Jorge Pablo Lima: El artista es el curador por excelencia

Cuando se habla de la autodeterminación de los autores para mostrar su trabajo, me cuestiono las funciones y el papel de los llamados intermediarios. Para aterrizar este asunto en un escenario donde el creador ha validado históricamente la autonomía de su proyección, es interesante acercarse a algunas consideraciones sobre: “El rol del curador en una exposición personal”.

Selecciono a un artista para que se manifieste acerca del tema desde sus experiencias y extienda la convocatoria a otro colega, dejando abierta la posibilidad de ejecutar una cadena de invitaciones. En esta entrega les comparto la segundaintervención del “Challenge” por Jorge Pablo Lima, que ha sido invitado por Víctor Piverno.



Comencemos por las preguntas más interesantes: ¿Qué es y qué puede ser la curaduría?, ¿cómo se da el acto de curar en el artista?, y, la que es más extraña, ¿qué cura el artista?

La curaduría no es un mero presentar, más o menos significante, que puede ser o no considerado; por el contrario, la curaduría nunca cesa de presentarse, de orientar la presentación, de puntuar y potenciar —y a veces, incluso, de confrontar— el contexto de la obra que le sirve de soporte y está siendo presentada. Y digo “está siendo” porque la curaduría tiene en cuenta el tiempo, la relación del tiempo con los contextos y las audiencias, aun cuando la obra misma no lo tenga. Una definición del acto de curar sería entonces que trata de atisbar, decodificar el mundo marginado o encubierto de una obra o de una serie de obras sobre un continuo reordenamiento; y donde ordenar implica originar, hacer aparecer algo bajo una forma distinta de su forma previa.

La curaduría, por ejemplo, de la colección de Lautrec en el Art Institute of Chicago, es efectiva en el acto de amplificar la atmósfera de la pintura a la sala de exhibición. En este caso, llena el espacio con algo que solo existía en dos dimensiones y que, por un momento, quizás solo por un momento, se puede experimentar más allá de la pintura, una vez que se retira la vista y se abandona la sala. Esto es esclarecedor, nos dice que la curaduría no se refiere a una única cosa, sino a un estado de cosas y a unos modos de habitar el espacio. 

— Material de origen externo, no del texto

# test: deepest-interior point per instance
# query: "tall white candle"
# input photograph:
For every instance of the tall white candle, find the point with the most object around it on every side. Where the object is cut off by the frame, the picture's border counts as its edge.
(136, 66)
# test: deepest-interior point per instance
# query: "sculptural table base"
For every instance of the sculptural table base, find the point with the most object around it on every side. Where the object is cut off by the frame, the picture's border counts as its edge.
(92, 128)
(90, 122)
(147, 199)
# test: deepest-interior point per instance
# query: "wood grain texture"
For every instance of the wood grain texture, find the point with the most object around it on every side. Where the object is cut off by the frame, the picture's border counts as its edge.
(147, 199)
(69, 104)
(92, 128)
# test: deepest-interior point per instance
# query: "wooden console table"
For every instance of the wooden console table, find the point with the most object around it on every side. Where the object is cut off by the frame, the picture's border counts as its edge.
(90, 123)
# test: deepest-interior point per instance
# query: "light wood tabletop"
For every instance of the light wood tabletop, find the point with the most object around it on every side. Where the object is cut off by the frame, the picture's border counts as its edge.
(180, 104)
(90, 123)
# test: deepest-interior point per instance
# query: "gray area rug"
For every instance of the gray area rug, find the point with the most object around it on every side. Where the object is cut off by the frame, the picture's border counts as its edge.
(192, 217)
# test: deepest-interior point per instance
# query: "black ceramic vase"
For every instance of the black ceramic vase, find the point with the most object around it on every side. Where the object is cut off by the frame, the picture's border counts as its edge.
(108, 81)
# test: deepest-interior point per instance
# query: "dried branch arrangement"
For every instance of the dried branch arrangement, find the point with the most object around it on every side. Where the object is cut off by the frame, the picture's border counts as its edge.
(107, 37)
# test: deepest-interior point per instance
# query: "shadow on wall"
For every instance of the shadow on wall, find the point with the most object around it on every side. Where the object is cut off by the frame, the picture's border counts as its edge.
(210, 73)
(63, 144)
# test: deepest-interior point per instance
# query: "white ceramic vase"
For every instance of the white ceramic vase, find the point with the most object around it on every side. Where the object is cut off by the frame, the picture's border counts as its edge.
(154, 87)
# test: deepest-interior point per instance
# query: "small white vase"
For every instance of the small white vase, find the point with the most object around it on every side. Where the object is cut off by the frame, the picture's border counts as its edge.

La genealogía misma de la palabra “curador” anuncia su capacidad para atinar disímiles fines: el término inglés curator, por ejemplo, designa a la persona a cargo de la conservación y el amparo de una colección; y anteriormente —estamos en la República de Augusto—, el apelativo curator —ahora en latín— se refería a ocupaciones tan diversas como la administración de vías, de cloacas y fuentes públicas, la custodia de los bienes de los prisioneros de guerra, la supervisión del erario (tesoro público), o la tutela testamentaria, etc. Desde su génesis, por tanto, la figura del curador está asociada a la práctica y significación de un cierto orden, ya sea estético o administrativo. 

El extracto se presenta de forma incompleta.